Names. OllyDbg knows symbolic names of many (currently 7700) constants, like window messages, error codes or bit fields, and decodes them in calls to known functions.

Known functions. OllyDbg recognizes by name more than 2200 frequently used Windows API functions and decodes their arguments. You can add your own descriptions. You may set logging breakpoint on a known or guessed function and protocol arguments to the log.

Calls. OllyDbg can backtrace nested calls on the stack even when debugging information is unavailable and procedures use non-standard prologs and epilogs.

Stack. In the Stack window, OllyDbg uses heuristics to recognize return addresses and stack frames. Notice however that they can be remnants from the previous calls. If program is paused on the known function, stack window decodes arguments of known and guessed functions. Stack also traces and displays the chain of SE handlers.

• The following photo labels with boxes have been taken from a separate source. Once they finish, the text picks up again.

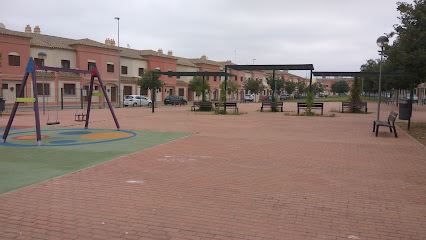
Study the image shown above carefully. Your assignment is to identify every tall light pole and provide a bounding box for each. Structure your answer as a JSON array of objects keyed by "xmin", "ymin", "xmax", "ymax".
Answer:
[
  {"xmin": 114, "ymin": 17, "xmax": 121, "ymax": 106},
  {"xmin": 376, "ymin": 36, "xmax": 389, "ymax": 121},
  {"xmin": 38, "ymin": 52, "xmax": 47, "ymax": 115},
  {"xmin": 361, "ymin": 64, "xmax": 368, "ymax": 96}
]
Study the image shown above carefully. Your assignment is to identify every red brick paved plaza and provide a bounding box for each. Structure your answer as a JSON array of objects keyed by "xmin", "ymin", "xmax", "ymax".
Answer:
[{"xmin": 0, "ymin": 103, "xmax": 426, "ymax": 239}]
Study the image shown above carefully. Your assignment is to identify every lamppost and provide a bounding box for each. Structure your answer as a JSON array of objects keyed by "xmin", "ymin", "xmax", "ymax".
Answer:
[
  {"xmin": 361, "ymin": 64, "xmax": 368, "ymax": 96},
  {"xmin": 114, "ymin": 17, "xmax": 121, "ymax": 106},
  {"xmin": 38, "ymin": 52, "xmax": 47, "ymax": 115},
  {"xmin": 203, "ymin": 69, "xmax": 209, "ymax": 101},
  {"xmin": 376, "ymin": 36, "xmax": 389, "ymax": 121}
]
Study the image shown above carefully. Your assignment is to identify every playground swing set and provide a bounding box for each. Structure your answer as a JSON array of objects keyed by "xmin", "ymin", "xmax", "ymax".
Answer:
[{"xmin": 0, "ymin": 57, "xmax": 120, "ymax": 146}]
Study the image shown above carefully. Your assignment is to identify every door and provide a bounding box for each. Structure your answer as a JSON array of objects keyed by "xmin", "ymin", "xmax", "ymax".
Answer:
[{"xmin": 111, "ymin": 87, "xmax": 117, "ymax": 102}]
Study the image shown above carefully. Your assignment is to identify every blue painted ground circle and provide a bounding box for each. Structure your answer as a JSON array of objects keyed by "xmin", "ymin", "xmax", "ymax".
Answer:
[{"xmin": 50, "ymin": 140, "xmax": 77, "ymax": 144}]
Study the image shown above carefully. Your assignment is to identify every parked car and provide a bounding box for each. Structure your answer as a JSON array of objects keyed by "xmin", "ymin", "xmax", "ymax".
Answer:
[
  {"xmin": 164, "ymin": 96, "xmax": 188, "ymax": 105},
  {"xmin": 123, "ymin": 95, "xmax": 152, "ymax": 107},
  {"xmin": 402, "ymin": 93, "xmax": 419, "ymax": 103},
  {"xmin": 280, "ymin": 94, "xmax": 290, "ymax": 100},
  {"xmin": 259, "ymin": 96, "xmax": 272, "ymax": 102},
  {"xmin": 244, "ymin": 94, "xmax": 254, "ymax": 102}
]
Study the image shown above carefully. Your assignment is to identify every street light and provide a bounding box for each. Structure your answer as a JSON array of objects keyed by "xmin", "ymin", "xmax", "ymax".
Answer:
[
  {"xmin": 376, "ymin": 36, "xmax": 389, "ymax": 121},
  {"xmin": 38, "ymin": 52, "xmax": 47, "ymax": 115},
  {"xmin": 114, "ymin": 17, "xmax": 121, "ymax": 106},
  {"xmin": 361, "ymin": 64, "xmax": 368, "ymax": 96}
]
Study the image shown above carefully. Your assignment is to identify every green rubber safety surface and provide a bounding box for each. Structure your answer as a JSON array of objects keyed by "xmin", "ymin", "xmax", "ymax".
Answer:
[{"xmin": 0, "ymin": 127, "xmax": 191, "ymax": 194}]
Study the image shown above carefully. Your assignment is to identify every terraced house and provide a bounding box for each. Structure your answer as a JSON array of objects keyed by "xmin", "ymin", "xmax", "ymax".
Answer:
[{"xmin": 0, "ymin": 25, "xmax": 309, "ymax": 105}]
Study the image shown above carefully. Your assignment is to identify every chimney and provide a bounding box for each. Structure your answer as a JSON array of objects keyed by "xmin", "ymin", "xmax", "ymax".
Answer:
[
  {"xmin": 34, "ymin": 25, "xmax": 40, "ymax": 34},
  {"xmin": 25, "ymin": 24, "xmax": 31, "ymax": 33}
]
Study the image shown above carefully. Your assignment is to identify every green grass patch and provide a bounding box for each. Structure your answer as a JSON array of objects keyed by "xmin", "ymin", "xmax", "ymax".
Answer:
[{"xmin": 0, "ymin": 128, "xmax": 190, "ymax": 194}]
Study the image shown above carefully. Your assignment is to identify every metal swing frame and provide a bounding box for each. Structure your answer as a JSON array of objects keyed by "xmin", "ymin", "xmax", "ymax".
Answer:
[{"xmin": 0, "ymin": 57, "xmax": 120, "ymax": 146}]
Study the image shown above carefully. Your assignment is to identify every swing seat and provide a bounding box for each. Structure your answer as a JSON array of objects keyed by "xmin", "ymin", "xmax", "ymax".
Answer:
[{"xmin": 74, "ymin": 113, "xmax": 86, "ymax": 122}]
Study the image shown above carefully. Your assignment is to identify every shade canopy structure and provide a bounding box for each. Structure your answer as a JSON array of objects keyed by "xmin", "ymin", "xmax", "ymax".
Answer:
[{"xmin": 152, "ymin": 71, "xmax": 236, "ymax": 77}]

Search. Plenty of possibilities! Search for command (exact or imprecise) or sequence of commands, for constant, binary or text string (not necessarily contiguous), for all commands that reference address, constant or address range, for all jumps to selected location, for all referenced text strings, for all intermodular calls, for masked binary sequence in the whole allocated memory and so on. If multiple locations are found, you can quickly navigate between them.

Breakpoints. OllyDbg supports all common kinds of breakpoints: INT3, memory and hardware. You may specify number of passes and set conditions for pause. Breakpoints may conditionally protocol data to the log. Number of INT3 and memory breakpoints is unlimited: in the extreme case of hit trace, OllyDbg sometimes sets more than 100000 INT3 breakpoints. On a fast CPU, OllyDbg can process up to 20-30 thousand breakpoints per second.

Watches. Watch is an expression evaluated each time the program pauses. You can use registers, constants, address expressions, boolean and algebraical operations of any complexity.

Execution. You can execute program step-by-step, either entering subroutines or executing them at once. You can run program till next return, to the specified location, or backtrace it from the deeply nested system API call back to the user code. When application runs, you keep full control over it. For example, you can view memory, set breakpoints and even modify code "on-the-fly". At any time, you can pause or restart the debugged program.

Hit trace. Hit trace shows which commands or procedures were executed so far, allowing you to test all branches of your code. Hit trace starts from the actual location and sets INT3 breakpoints on all branches that were not traced so far. The breakpoints are removed when command is reached (hit).

Run trace. Run trace executes program in the step-by-step mode and protocols execution to the large circular buffer. Run trace is fast: when fast command emulation is enabled, OllyDbg traces up to 1 million commands per second! Run trace protocols registers (except for SSE), flags, contents of accessed memory, thread errors and - for the case that your code is self-modifying - the original commands. You may specify the condition to stop run trace, like address range, expression or command. You can save run trace to the file and compare two independent runs. Run trace allows to backtrack and analyse history of execution in details, millions and millions of commands.

Profiling. Profiler calculates how many times some instruction is listed in the run trace buffer. With profiler, you know which part of the code takes most of execution time.

Patching. Built-in assembler automatically selects the shortest possible code. Binary editor shows data simultaneously in ASCII, UNICODE and hexadecimal form. Old good copy-and-paste is also available. Automatical backup allows to undo changes. You can copy modifications directly to executable file, OllyDbg will even adjust fixups.

UDD. OllyDbg saves all program and module-related information to the individual file and restores it when module is reloaded. This information includes labels, comments, breakpoints, watches, analysis data, conditions and so on.

Customization. You can specify custom fonts, colour and highlighting schemes.

And much more! This list is far from complete, there are many features that make OllyDbg 2.0 the friendly debugger.